« S’accepter et se montrer vrai »

25 Oct, 2023

Camille, qui souffre d’un syndrome polymalformatif, nous apprend à nous libérer du regard des autres, et à ne pas avoir peur de nos fragilités. Muriel Derome, psychologue en réanimation et neurologie pédiatrique à l’hôpital Raymond-Poincaré de Garches, raconte sa rencontre avec elle.

Ce témoignage est extrait du livre « Le courage des lucioles » de Muriel Derome. Il est publié aux éditions Philippe Rey.

Camille souffre d’un syndrome polymalformatif, une maladie caractérisée par plusieurs malformations, et notamment une très forte scoliose. Dans un premier temps, je suis incapable de soutenir son regard. La « laideur » de son corps me semble insupportable. Je ne sais pas comment me comporter, quoi faire de mes bras, de mes jambes, ni comment lui adresser la parole.

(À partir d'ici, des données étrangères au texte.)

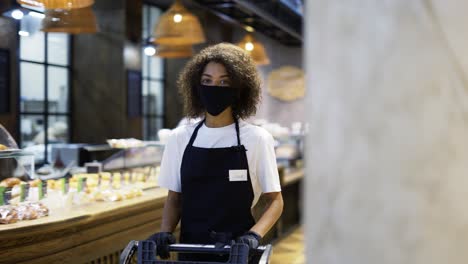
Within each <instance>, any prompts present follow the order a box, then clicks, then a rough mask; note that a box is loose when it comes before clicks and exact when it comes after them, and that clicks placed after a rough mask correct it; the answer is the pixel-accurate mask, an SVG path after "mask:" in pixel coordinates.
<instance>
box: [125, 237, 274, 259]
mask: <svg viewBox="0 0 468 264" xmlns="http://www.w3.org/2000/svg"><path fill="white" fill-rule="evenodd" d="M156 251H157V247H156V244H155V243H154V241H152V240H142V241H136V240H132V241H130V243H128V245H127V247H125V249H124V250H123V251H122V254H121V255H120V264H130V263H134V262H132V261H134V260H135V253H136V260H137V263H138V264H221V263H219V262H199V261H174V260H157V259H156ZM169 251H170V252H176V253H200V254H224V255H227V254H229V260H228V261H227V262H223V263H229V264H268V263H269V258H270V255H271V251H272V247H271V245H266V246H260V247H258V248H257V249H251V250H249V247H248V246H247V245H246V244H243V243H235V244H233V245H231V246H224V247H222V248H218V247H215V246H214V245H192V244H172V245H170V246H169ZM249 259H250V262H249Z"/></svg>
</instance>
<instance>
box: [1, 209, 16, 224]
mask: <svg viewBox="0 0 468 264" xmlns="http://www.w3.org/2000/svg"><path fill="white" fill-rule="evenodd" d="M18 221H19V218H18V212H17V211H16V209H15V208H14V207H13V206H9V205H5V206H0V224H12V223H16V222H18Z"/></svg>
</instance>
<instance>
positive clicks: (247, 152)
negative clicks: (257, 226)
mask: <svg viewBox="0 0 468 264" xmlns="http://www.w3.org/2000/svg"><path fill="white" fill-rule="evenodd" d="M197 125H198V123H197V124H189V125H183V126H180V127H178V128H176V129H174V130H173V131H172V134H171V136H170V137H169V140H168V142H167V144H166V147H165V149H164V154H163V158H162V161H161V170H160V174H159V180H158V185H159V186H161V187H163V188H167V189H169V190H171V191H174V192H181V179H180V166H181V164H182V157H183V155H184V151H185V148H186V147H187V144H188V142H189V140H190V137H191V136H192V133H193V131H194V130H195V128H196V126H197ZM239 130H240V140H241V144H242V145H244V146H245V148H246V149H247V152H246V154H247V162H248V164H249V172H250V179H251V182H252V188H253V191H254V201H253V203H252V207H253V206H254V205H255V204H256V203H257V201H258V198H259V197H260V195H261V194H262V193H268V192H279V191H281V186H280V181H279V175H278V168H277V165H276V156H275V150H274V141H273V137H272V136H271V134H270V133H268V132H267V131H266V130H265V129H263V128H261V127H258V126H254V125H252V124H249V123H247V122H245V121H243V120H239ZM193 146H195V147H202V148H224V147H231V146H237V136H236V128H235V124H231V125H228V126H225V127H219V128H209V127H207V126H206V125H205V124H203V125H202V126H201V127H200V129H199V130H198V134H197V138H196V139H195V142H194V143H193Z"/></svg>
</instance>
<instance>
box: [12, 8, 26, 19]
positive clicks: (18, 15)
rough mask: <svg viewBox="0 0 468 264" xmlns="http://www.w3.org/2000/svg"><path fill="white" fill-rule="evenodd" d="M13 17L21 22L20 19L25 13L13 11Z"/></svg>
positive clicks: (22, 16)
mask: <svg viewBox="0 0 468 264" xmlns="http://www.w3.org/2000/svg"><path fill="white" fill-rule="evenodd" d="M11 16H12V17H13V18H14V19H17V20H20V19H22V18H23V16H24V13H23V11H21V10H19V9H16V10H13V12H11Z"/></svg>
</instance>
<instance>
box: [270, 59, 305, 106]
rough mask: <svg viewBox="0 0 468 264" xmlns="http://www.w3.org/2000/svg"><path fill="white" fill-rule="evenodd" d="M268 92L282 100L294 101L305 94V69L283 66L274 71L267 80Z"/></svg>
mask: <svg viewBox="0 0 468 264" xmlns="http://www.w3.org/2000/svg"><path fill="white" fill-rule="evenodd" d="M267 86H268V87H267V88H268V93H269V94H270V95H271V96H273V97H275V98H277V99H279V100H282V101H287V102H290V101H294V100H297V99H300V98H303V97H304V96H305V82H304V71H302V69H300V68H297V67H294V66H283V67H281V68H278V69H276V70H274V71H272V72H271V73H270V74H269V75H268V80H267Z"/></svg>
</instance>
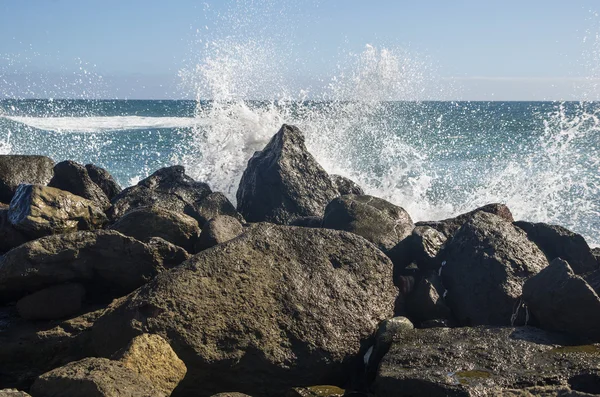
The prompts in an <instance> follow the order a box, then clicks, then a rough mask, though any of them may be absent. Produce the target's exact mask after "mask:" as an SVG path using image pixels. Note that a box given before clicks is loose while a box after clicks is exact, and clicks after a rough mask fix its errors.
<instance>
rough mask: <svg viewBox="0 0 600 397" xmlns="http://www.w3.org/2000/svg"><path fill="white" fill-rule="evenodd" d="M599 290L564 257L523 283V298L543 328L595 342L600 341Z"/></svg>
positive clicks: (524, 300)
mask: <svg viewBox="0 0 600 397" xmlns="http://www.w3.org/2000/svg"><path fill="white" fill-rule="evenodd" d="M597 272H598V274H599V275H600V271H597ZM598 287H600V285H598ZM599 293H600V288H598V289H597V290H596V291H595V290H594V288H593V286H592V285H590V284H589V283H588V282H587V281H586V280H584V279H583V278H581V277H580V276H578V275H576V274H575V273H574V271H573V270H572V268H571V266H569V263H567V262H566V261H564V260H562V259H560V258H557V259H555V260H553V261H552V262H551V263H550V265H549V266H548V267H547V268H545V269H544V270H542V271H541V272H539V273H538V274H536V275H535V276H533V277H531V278H530V279H529V280H527V282H526V283H525V285H524V286H523V299H524V301H525V303H526V304H527V307H528V309H529V310H530V311H531V313H532V314H533V315H534V316H535V318H536V320H537V321H538V322H539V324H540V326H541V327H542V328H545V329H548V330H555V331H561V332H567V333H569V334H572V335H576V336H579V337H582V338H586V339H590V340H592V341H595V342H600V298H599V297H598V295H599Z"/></svg>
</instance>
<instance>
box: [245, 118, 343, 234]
mask: <svg viewBox="0 0 600 397" xmlns="http://www.w3.org/2000/svg"><path fill="white" fill-rule="evenodd" d="M337 196H339V193H338V191H337V189H336V187H335V186H334V185H333V183H332V182H331V179H330V178H329V175H328V174H327V172H325V170H324V169H323V168H322V167H321V166H320V165H319V163H317V161H316V160H315V158H314V157H313V156H312V155H311V154H310V153H309V152H308V150H306V146H305V144H304V135H303V134H302V132H301V131H300V130H299V129H298V128H296V127H294V126H289V125H283V126H282V127H281V129H280V130H279V132H278V133H277V134H275V136H273V138H271V140H270V141H269V143H268V144H267V146H265V148H264V149H263V150H262V151H259V152H256V153H254V155H253V156H252V158H251V159H250V160H249V161H248V167H247V168H246V170H245V171H244V174H243V175H242V179H241V181H240V186H239V188H238V191H237V195H236V197H237V205H238V211H239V212H240V213H241V214H242V215H243V216H244V218H245V219H246V220H247V221H249V222H262V221H266V222H272V223H278V224H287V223H288V222H289V221H290V220H292V219H294V218H298V217H302V216H320V215H322V214H323V210H324V209H325V206H326V205H327V203H329V202H330V201H331V200H332V199H334V198H335V197H337Z"/></svg>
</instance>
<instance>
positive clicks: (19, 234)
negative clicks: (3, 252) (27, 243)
mask: <svg viewBox="0 0 600 397" xmlns="http://www.w3.org/2000/svg"><path fill="white" fill-rule="evenodd" d="M29 240H31V238H29V237H27V236H26V235H25V234H24V233H23V232H21V231H20V230H19V229H17V228H15V227H14V226H13V224H12V223H10V219H9V217H8V208H0V252H6V251H10V250H11V249H13V248H15V247H18V246H19V245H21V244H24V243H26V242H27V241H29Z"/></svg>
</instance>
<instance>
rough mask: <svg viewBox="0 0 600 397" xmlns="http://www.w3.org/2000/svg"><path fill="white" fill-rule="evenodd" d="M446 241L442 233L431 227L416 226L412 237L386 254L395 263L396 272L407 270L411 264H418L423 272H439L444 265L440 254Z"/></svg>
mask: <svg viewBox="0 0 600 397" xmlns="http://www.w3.org/2000/svg"><path fill="white" fill-rule="evenodd" d="M446 240H447V239H446V236H445V235H444V234H443V233H442V232H440V231H438V230H436V229H434V228H432V227H430V226H416V227H415V228H414V229H413V231H412V233H411V234H410V236H408V237H407V238H405V239H404V240H402V241H400V242H399V243H398V244H396V246H395V247H394V248H392V249H391V250H389V251H387V252H386V254H387V256H389V257H390V259H391V260H392V262H393V263H394V267H395V268H396V272H398V271H401V270H403V269H405V268H406V267H408V266H409V265H410V264H411V263H414V264H416V265H417V266H418V268H419V269H420V270H422V271H426V272H427V271H429V272H431V271H435V272H437V271H438V270H439V268H440V267H441V265H442V261H441V259H440V258H439V253H440V251H441V249H442V248H443V247H444V244H446Z"/></svg>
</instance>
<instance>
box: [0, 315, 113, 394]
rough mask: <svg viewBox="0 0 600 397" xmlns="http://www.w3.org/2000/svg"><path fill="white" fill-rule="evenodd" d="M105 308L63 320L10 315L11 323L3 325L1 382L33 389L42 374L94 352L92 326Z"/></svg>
mask: <svg viewBox="0 0 600 397" xmlns="http://www.w3.org/2000/svg"><path fill="white" fill-rule="evenodd" d="M0 310H2V309H0ZM102 312H103V309H99V310H96V311H91V312H89V313H85V314H82V315H81V316H78V317H75V318H71V319H68V320H65V321H62V322H47V321H36V322H32V321H29V320H24V319H21V318H19V317H18V316H17V315H16V314H14V315H13V316H12V317H9V318H8V319H7V321H6V322H7V323H8V324H6V326H2V327H0V346H2V348H0V385H2V387H15V388H18V389H21V390H29V387H30V386H31V384H32V383H33V381H34V380H35V378H36V377H38V376H39V375H41V374H43V373H45V372H48V371H50V370H52V369H54V368H57V367H60V366H61V365H64V364H66V363H68V362H71V361H74V360H80V359H82V358H84V357H89V356H93V355H94V351H93V349H92V347H91V337H90V335H91V327H92V325H93V323H94V321H95V320H96V319H97V318H98V317H99V316H100V314H101V313H102ZM1 323H3V322H2V321H0V324H1Z"/></svg>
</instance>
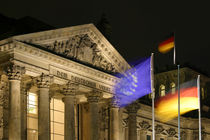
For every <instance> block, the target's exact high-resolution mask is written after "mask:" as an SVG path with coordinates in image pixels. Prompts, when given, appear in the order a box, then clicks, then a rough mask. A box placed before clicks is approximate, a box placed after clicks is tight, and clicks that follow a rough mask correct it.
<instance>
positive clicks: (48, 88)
mask: <svg viewBox="0 0 210 140" xmlns="http://www.w3.org/2000/svg"><path fill="white" fill-rule="evenodd" d="M50 83H51V77H50V76H49V75H44V74H43V73H42V74H41V76H40V77H38V80H37V86H38V88H39V98H38V139H39V140H50V96H49V85H50Z"/></svg>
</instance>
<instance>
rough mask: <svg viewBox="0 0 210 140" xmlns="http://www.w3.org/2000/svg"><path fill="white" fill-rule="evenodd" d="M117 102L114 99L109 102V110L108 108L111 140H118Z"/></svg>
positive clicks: (119, 135)
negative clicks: (111, 100) (109, 123)
mask: <svg viewBox="0 0 210 140" xmlns="http://www.w3.org/2000/svg"><path fill="white" fill-rule="evenodd" d="M117 102H118V101H117V99H116V98H115V97H114V98H113V99H112V101H111V108H110V129H111V140H120V128H119V107H118V104H117Z"/></svg>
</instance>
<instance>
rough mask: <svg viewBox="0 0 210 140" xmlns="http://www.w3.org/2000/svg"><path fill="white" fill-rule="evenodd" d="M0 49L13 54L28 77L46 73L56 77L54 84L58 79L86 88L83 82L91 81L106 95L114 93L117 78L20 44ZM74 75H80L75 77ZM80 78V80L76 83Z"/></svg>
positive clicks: (72, 61)
mask: <svg viewBox="0 0 210 140" xmlns="http://www.w3.org/2000/svg"><path fill="white" fill-rule="evenodd" d="M0 48H1V51H3V52H13V59H14V60H13V61H14V62H15V63H17V64H19V65H22V66H24V67H25V69H26V74H28V75H30V76H38V75H40V74H41V73H48V74H51V75H54V76H56V77H58V78H57V79H56V78H55V82H56V80H59V78H60V79H61V81H62V79H66V80H72V81H75V82H78V83H80V84H83V85H84V86H88V85H86V84H84V80H86V83H87V82H88V81H89V82H90V81H92V82H93V83H96V87H95V88H98V89H100V90H102V91H105V92H108V93H113V92H114V91H113V89H112V86H113V85H114V84H115V83H116V82H118V78H116V77H115V76H112V75H109V74H106V73H104V72H101V71H98V70H95V69H93V68H90V67H87V66H84V65H82V64H79V63H76V62H73V61H71V60H67V59H65V58H62V57H60V56H56V55H54V54H51V53H49V52H46V51H43V50H40V49H37V48H34V47H32V46H30V45H27V44H24V43H21V42H14V43H13V44H6V45H4V46H1V47H0ZM33 58H37V59H33ZM34 64H36V65H34ZM76 73H77V74H78V73H80V74H79V75H77V74H76ZM80 77H82V79H80V80H79V81H78V79H79V78H80ZM82 81H83V82H82ZM99 81H100V82H99ZM98 83H100V84H98ZM105 85H106V86H105Z"/></svg>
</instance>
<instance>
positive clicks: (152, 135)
mask: <svg viewBox="0 0 210 140" xmlns="http://www.w3.org/2000/svg"><path fill="white" fill-rule="evenodd" d="M151 91H152V139H153V140H155V108H154V106H155V101H154V100H155V92H154V53H152V54H151Z"/></svg>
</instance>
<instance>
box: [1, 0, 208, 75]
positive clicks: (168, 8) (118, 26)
mask: <svg viewBox="0 0 210 140" xmlns="http://www.w3.org/2000/svg"><path fill="white" fill-rule="evenodd" d="M0 13H2V14H4V15H5V16H9V17H14V18H21V17H23V16H32V17H35V18H37V19H39V20H41V21H44V22H46V23H48V24H50V25H53V26H55V27H68V26H73V25H80V24H86V23H96V22H97V21H98V20H99V19H100V17H101V15H102V13H105V14H106V15H107V18H108V20H109V22H110V24H111V26H112V36H111V37H112V38H111V42H112V44H113V45H114V47H115V48H116V49H117V50H118V51H119V53H120V54H121V55H122V56H123V57H124V58H125V59H126V60H127V61H128V62H130V61H133V60H134V59H136V58H141V57H145V56H149V55H150V53H151V52H154V53H155V65H156V67H157V66H158V67H159V68H160V69H161V68H162V67H164V66H166V65H167V64H172V52H170V53H168V54H165V55H164V54H160V53H158V52H157V44H158V42H160V41H161V40H162V39H163V38H164V37H165V36H167V35H168V34H170V33H171V32H173V31H175V33H176V37H175V38H176V48H177V59H178V62H179V63H180V64H181V65H182V64H185V63H188V64H190V65H192V66H193V67H196V68H199V69H200V70H201V71H202V72H204V73H207V74H208V75H210V62H209V61H210V38H209V37H210V35H209V33H210V7H209V3H204V2H200V1H199V2H198V1H196V2H194V3H193V2H192V1H190V2H186V1H185V2H177V1H167V2H161V1H159V0H156V1H146V0H144V1H143V0H132V1H122V0H121V1H117V0H106V1H100V0H33V1H32V0H15V1H14V0H5V1H1V4H0Z"/></svg>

« Ça fait peur au début, mais tu vas t’y faire »

La gêne est accrue par sa tenue vestimentaire : elle porte une nuisette à fines bretelles qui découvre ses épaules rachitiques. « Si j’étais dans cet état-là, je me cacherais sous les draps ! » pensais-je. Elle, elle les a roulés à ses pieds, et elle a bien raison, car c’est l’été et il fait plus de trente degrés dans sa chambre. Je tente de réprimer ma répulsion. Je me sens honteuse de ce sentiment. Je dois accueillir Camille, lui tendre la main. Ne suis-je pas là pour l’accompagner ? Comment lui révéler sa beauté intérieure, ses forces et ce qu’elle a d’unique et de profondément merveilleux si je n’ose pas la regarder ?

En fait, c’est Camille qui, percevant mon malaise, le désamorce : « Tu verras, tu vas t’habituer. Ça fait peur au début, mais tu vas t’y faire. Au fait, je m’appelle Camille. Et toi ? ». J’apprends qu’elle a vingt ans, étudie la sociologie, et qu’un pari sur la vie l’a conduite ici, à l’hôpital. Elle s’apprête à subir une opération très périlleuse. Elle sait qu’elle risque de mourir, mais ce risque est le prix à payer pour espérer pouvoir continuer à vivre en fauteuil roulant.

Au fil des jours, la première image de Camille, ce corps repoussant à peine couvert d’une nuisette, est devenue une abstraction complètement déconnectée de la réalité, qui est tout autre : cette fille rayonne !

« Etre à l’aise avec son corps abîmé »

Tout le monde dans le service partage ce sentiment. Je m’aperçois qu’il y a sans cesse des gens dans sa chambre et des rires qui fusent. Les infirmières vont y faire leur pause et discuter cinq minutes avec elle.

Au-delà de son apparence, Camille a un don pour faire du bien autour d’elle. Elle est gaie, positive. Le plus surprenant chez elle, c’est sa façon d’être à l’aise avec son corps abîmé, une attitude qui pousse chacun à s’accepter et à se montrer vrai. Petit à petit, chacun vient se ressourcer auprès de Camille. Elle est devenue le rayon de soleil du service.

Un sixième sens

C’est tout juste si on ne fait pas la queue pour aller lui raconter son week-end, prendre une leçon de vie :

– Alors, tes vacances, ça s’est passé comment ? demande-elle.

– Bof… je me suis encore engueulé avec ma femme, répond un kinésithérapeute.

– Tu ne l’aimes plus ?

– Bien sûr que si !

– Il faut le lui dire ! Mais tu ne lui dis pas comme d’habitude, d’accord ? Tu le lui écris sur un petit mot ou sur le miroir de la salle de bains !

De son lit, elle distribue ses conseils, ses compliments, ses encouragements. La maladie n’a pas attaqué son sens de l’humour ni son attention aux autres, c’est presque un sixième sens.

Quand elle me voit arriver, les traits tirés, elle me lance :

 – Toi, tu as eu une nuit blanche. Ton fils n’a pas dormi ?

–  Il s’est réveillé cinq fois.

–  Alors il y a du progrès ! Ça fait une fois de moins que l’autre jour.

Je n’avais pas vu les choses sous cet angle. Mais ô combien elle a raison ! Et je me sens alors plus en forme, plus réveillée, revigorée par les paroles de Camille.

 

Cet extrait est publié avec l’accord de l’auteur.